Jendral Aryasatya Dirgantara bukan sekadar murid baru dari kalangan atas. Ia juga ketua The Rogues—geng paling populer dan disegani di sekolah lamanya.
Awalnya, ia tidak berharap banyak terhadap sekolah barunya. Tidak ada yang menarik dari sekolah elit yang dihuni oleh murid-murid pintar dan kaya. Namun, pandangannya berubah saat melihat seorang siswi berseragam sama turun dari mobil mewah tidak jauh dari gerbang, lalu dengan tenang melanjutkan perjalanan ke sekolah dengan menaiki sepeda.
Berbeda dengan anak orang kaya pada umumnya, murid itu seakan tidak ingin terlihat kaya. Bahkan, ia berusaha menghindar dari perhatian orang-orang. Jendral pun mengakui bahwa ia tertarik padanya.
"Kalian masih mau ke ruang kepala sekolah?"
Suara itu mengalihkan perhatian Jendral dari sosok yang sejak tadi menarik perhatiannya. Ia menoleh, menatap seorang murid berkacamata yang kini berdiri di hadapannya—menawarkan diri mengantarkan mereka ke ruang kepala sekolah.
"Siapa namanya?" tanya Jendral, keluar dari topik. Ia penasaran dengan identitas murid yang menarik perhatiannya sekaligus murid yang menolak menunjukkan ruang kepala sekolah kepada dirinya dan teman-temannya.
"Hah?" Si murid berkacamata sesaat tampak bingung. Namun, tidak lama kemudian ia mengerti maksud Jendral.
"Yang tadi namanya Alana, tapi aku sarankan lebih baik kalian jangan ganggu Alana. Dia nggak suka diganggu."
Teman-teman Jendral—Mahen, Aska, dan Dewa—saling menatap. Mereka tahu betul bahwa Jendral bukan seseorang yang akan menyerah begitu saja hanya karena kata "jangan".
"Oh, namanya Alana?" Jendral menganggukkan kepala, menyimpan nama gadis yang berhasil menarik perhatiannya hari ini. Ia sama sekali tidak mendengarkan peringatan untuk tidak mengganggu Alana yang disampaikan oleh si murid berkacamata.
"Ayo, antar ke ruang kepala sekolah," lanjutnya.
Si murid berkacamata mengangguk, lalu mengarahkan Jendral dan teman-temannya untuk mengikutinya.
Kaluna, yang masih di sana, mengepalkan tangan.

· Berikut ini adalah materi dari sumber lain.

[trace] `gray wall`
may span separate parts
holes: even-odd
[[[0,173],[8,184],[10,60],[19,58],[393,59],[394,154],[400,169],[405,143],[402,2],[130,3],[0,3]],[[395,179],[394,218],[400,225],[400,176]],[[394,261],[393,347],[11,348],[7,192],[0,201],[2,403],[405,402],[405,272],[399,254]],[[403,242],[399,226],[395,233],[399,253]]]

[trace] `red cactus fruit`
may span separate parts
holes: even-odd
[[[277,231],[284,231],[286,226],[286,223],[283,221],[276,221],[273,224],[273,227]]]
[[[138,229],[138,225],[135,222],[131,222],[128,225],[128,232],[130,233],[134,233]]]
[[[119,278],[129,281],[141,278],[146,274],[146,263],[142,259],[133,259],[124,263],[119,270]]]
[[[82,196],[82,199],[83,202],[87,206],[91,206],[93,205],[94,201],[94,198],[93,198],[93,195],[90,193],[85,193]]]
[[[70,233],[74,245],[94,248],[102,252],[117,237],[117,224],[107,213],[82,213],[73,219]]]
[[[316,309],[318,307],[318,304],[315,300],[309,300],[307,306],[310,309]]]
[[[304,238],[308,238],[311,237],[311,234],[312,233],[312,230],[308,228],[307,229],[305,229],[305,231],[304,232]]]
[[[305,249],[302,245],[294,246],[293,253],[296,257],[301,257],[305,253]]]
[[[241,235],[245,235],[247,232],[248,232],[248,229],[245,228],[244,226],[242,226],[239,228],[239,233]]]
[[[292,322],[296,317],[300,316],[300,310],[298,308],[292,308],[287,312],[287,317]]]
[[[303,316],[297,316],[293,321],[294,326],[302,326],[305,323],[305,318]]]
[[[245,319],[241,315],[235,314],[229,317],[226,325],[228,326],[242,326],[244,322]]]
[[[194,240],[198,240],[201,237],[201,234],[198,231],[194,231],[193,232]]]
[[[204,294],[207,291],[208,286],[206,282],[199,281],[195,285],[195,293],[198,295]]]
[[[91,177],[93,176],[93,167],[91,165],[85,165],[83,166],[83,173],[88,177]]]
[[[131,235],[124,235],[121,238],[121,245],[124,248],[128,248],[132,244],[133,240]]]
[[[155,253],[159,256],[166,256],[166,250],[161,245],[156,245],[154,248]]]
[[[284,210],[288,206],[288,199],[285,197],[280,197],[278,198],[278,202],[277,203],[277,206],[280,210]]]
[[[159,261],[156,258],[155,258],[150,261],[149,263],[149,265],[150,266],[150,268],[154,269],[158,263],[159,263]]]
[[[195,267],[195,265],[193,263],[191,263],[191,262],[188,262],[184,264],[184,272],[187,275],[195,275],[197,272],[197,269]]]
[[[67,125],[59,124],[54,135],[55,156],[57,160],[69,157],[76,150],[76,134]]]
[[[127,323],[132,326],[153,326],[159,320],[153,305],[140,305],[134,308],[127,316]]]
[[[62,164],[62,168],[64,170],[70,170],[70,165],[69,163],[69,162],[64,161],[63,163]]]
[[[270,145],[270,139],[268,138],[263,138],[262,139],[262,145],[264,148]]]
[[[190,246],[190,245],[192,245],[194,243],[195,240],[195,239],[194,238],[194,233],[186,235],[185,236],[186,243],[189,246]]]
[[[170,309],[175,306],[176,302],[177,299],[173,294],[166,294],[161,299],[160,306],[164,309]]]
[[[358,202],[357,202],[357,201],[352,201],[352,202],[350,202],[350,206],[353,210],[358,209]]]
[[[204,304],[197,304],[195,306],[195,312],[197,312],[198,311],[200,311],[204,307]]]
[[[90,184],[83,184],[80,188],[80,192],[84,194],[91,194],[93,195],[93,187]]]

Ia dan gengnya sejak tadi berada di sana, tetapi keempat murid baru itu sepertinya tidak peduli dengan kehadiran mereka, seakan-akan mereka makhluk tak kasatmata yang tidak bisa dilihat.
"Si culun itu berani-beraninya nyolong perhatian Jendral dari gue." ucap Kaluna geram. Tangannya terkepal menahan emosi.
"Udah, biarin dulu aja. Nanti kalau sudah waktunya, kita kasih dia pelajaran," ujar Savana—salah satu anggota geng The Violets—yang sejak tadi diam akhirnya angkat bicara. Ucapannya diangguki oleh anggota geng The Violets lainnya, Liora.
***
Setelah berhasil menenangkan diri, Alana melangkah masuk ke kelas XI-1. Ia langsung menuju bangkunya—di baris paling belakang, di sudut paling pojok ruangan. Tempat yang selama ini jadi zona amannya. Ia hanya berharap tidak ada drama lagi setelah kejadian pagi tadi, karena baginya, drama adalah hal paling melelahkan untuk dihadapi.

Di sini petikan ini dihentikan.